The following are some of the top-level business concerns in building digital operational resilience management (DORM) maturity:

  • A DORM program aligned to the organisation’s context—Understanding the business landscape, including its threat landscape, is crucial for the program’s efficacy and efficiency. Not having a grasp of the digital threat landscape can create compliance risks, legal risks, and varying other risks that can gravely affect the well-being of the organisation, including its viability and reputation.
  • Leadership and Commitment to the DORM program—This is an essential and supporting aspect in setting the tone and culture of the organisation for DORM. Not taking responsibility and accountability for the success of DORM can imply its ineffectiveness in implementation and operations throughout the business, thereby leading to its failure and lack of support throughout the organisation. Today, organisations are highly digitally transformed, and the failure of the DORM will create critical operational losses and breaches, driving untold business risks like class-action suits, regulatory fines, financial losses, etc.

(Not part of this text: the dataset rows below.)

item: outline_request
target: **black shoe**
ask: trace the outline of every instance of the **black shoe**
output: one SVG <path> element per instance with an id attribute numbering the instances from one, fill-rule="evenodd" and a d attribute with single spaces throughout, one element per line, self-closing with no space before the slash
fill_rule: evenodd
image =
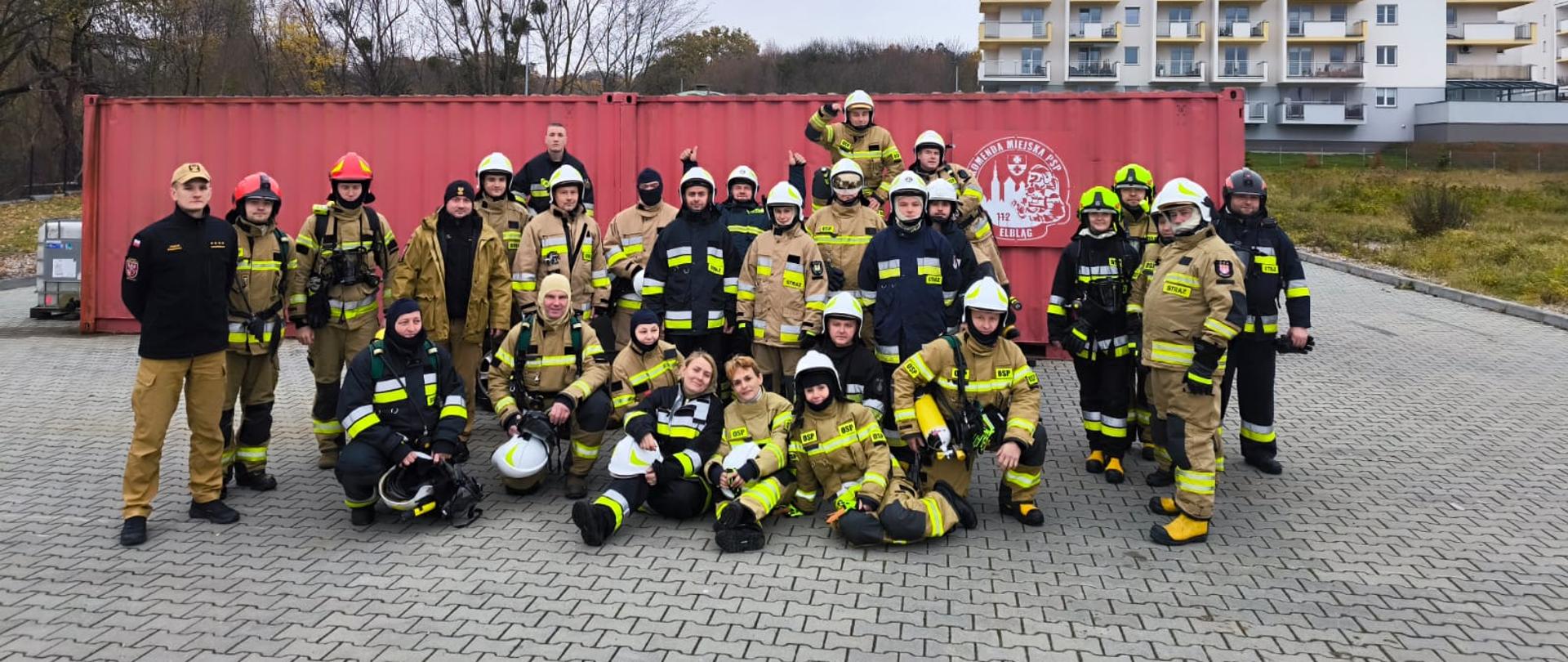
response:
<path id="1" fill-rule="evenodd" d="M 533 486 L 530 486 L 530 488 L 514 488 L 511 485 L 506 485 L 505 489 L 506 489 L 506 494 L 511 494 L 511 496 L 538 494 L 539 489 L 544 489 L 544 482 L 541 480 L 538 483 L 533 483 Z"/>
<path id="2" fill-rule="evenodd" d="M 147 541 L 147 518 L 135 516 L 125 518 L 125 524 L 119 526 L 119 544 L 122 547 L 135 547 Z"/>
<path id="3" fill-rule="evenodd" d="M 1176 474 L 1170 471 L 1154 471 L 1143 478 L 1143 485 L 1148 485 L 1151 488 L 1168 488 L 1174 482 L 1176 482 Z"/>
<path id="4" fill-rule="evenodd" d="M 234 485 L 267 493 L 278 489 L 278 478 L 268 475 L 267 471 L 235 471 Z"/>
<path id="5" fill-rule="evenodd" d="M 583 543 L 593 547 L 602 546 L 610 533 L 615 533 L 615 513 L 608 505 L 597 505 L 591 500 L 572 504 L 572 524 L 583 535 Z"/>
<path id="6" fill-rule="evenodd" d="M 726 554 L 756 552 L 762 549 L 765 541 L 767 537 L 762 535 L 762 527 L 756 522 L 734 529 L 720 529 L 718 533 L 713 533 L 713 543 Z"/>
<path id="7" fill-rule="evenodd" d="M 1279 464 L 1275 458 L 1247 458 L 1247 464 L 1251 464 L 1258 471 L 1269 475 L 1279 475 L 1284 472 L 1284 464 Z"/>
<path id="8" fill-rule="evenodd" d="M 191 502 L 191 519 L 205 519 L 213 524 L 234 524 L 240 521 L 240 513 L 229 508 L 223 499 L 205 504 Z"/>
<path id="9" fill-rule="evenodd" d="M 953 489 L 952 485 L 947 485 L 946 480 L 938 480 L 936 485 L 931 485 L 931 491 L 941 494 L 942 499 L 947 499 L 947 504 L 953 507 L 953 511 L 958 513 L 958 526 L 974 529 L 980 524 L 980 516 L 975 515 L 975 507 L 969 505 L 969 499 L 958 496 L 958 491 Z"/>
<path id="10" fill-rule="evenodd" d="M 732 500 L 724 505 L 724 510 L 713 519 L 713 530 L 720 532 L 724 529 L 739 529 L 756 522 L 757 518 L 751 515 L 751 508 L 740 505 L 739 500 Z"/>
<path id="11" fill-rule="evenodd" d="M 582 499 L 585 496 L 588 496 L 588 480 L 583 478 L 583 477 L 580 477 L 580 475 L 568 475 L 566 477 L 566 497 L 568 499 Z"/>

  • Resilience governance —Provides clear direction and defined roles, visibility into operational performance and risks, fosters collaboration, improves organisational efficiency, and, most importantly, supports accountability. Poor governance can lead to:
    • Inadequate structuring of the mechanisms needed to achieve strategic resilience goals – hampering resilience integration throughout the organisation.
    • Insufficient human competent resources to plan, establish, operate, maintain, monitor, and continually improve the program.
    • Weak resilience culture due to poor communications channels, ineffective and non-operating awareness training programs to comprehensively and effectively develop a resilience culture, the lack of enforcement of continuing development of resilience human resources, and the lack of clear principles surrounding resilience and its importance to the organisation.
    • Ineffective or non-enabling processes throughout the organisation, thereby reducing resilience maturity capabilities in management systems.
  • Effective Business Assessment—Supporting the initial phases of risk assessment and business impact analysis for true and thorough business risk operational awareness for control development and management, thereby improving and enhancing resilience. Inabilities in the initial phases reduce the organisation’s ability to capture risks that can affect the overall business resilience due to an incident, again causing grave business risks.
  • Building the Organizational Resilience Culture—This occurs through developing supported communications strategies, awareness training, certified training, and mechanisms for cultivating resilience behaviours. Failure to create a culture of resilience throughout the organisation can lead to low resilience maturity capabilities, affecting overall business resilience due to digital operational losses caused by cyber and information security incidents.
  • Assessment and Continuous improvement—Support the strategic tools to provide high-level insights into the program’s performance through comprehensive self-assessments, monitoring and measurement of KPIs and KRIs, presented through a strategic dashboard. This aids in making informed decisions and ensures the organisation’s resilience posture (maturity). Without oversight through data and support, the DORM maturity cannot be ascertained, thereby putting the organisation at risk due to a security incident, like a ransomware attack causing operational losses and a data breach.

Building business resilience through digital operational resilience involves essential activities to strengthen the organisation’s digital trust responsibilities within its business landscape. This includes enhancing stakeholder engagement and involvement while keeping them safe and secure from security threats. Corporate governance—ethical, social, and political responsibilities—has never been more critical than in this digital transformation age. It requires commitment and true leadership to ensure safe and secure operations, processes, functions, products, and services delivered in a digitally transformed world.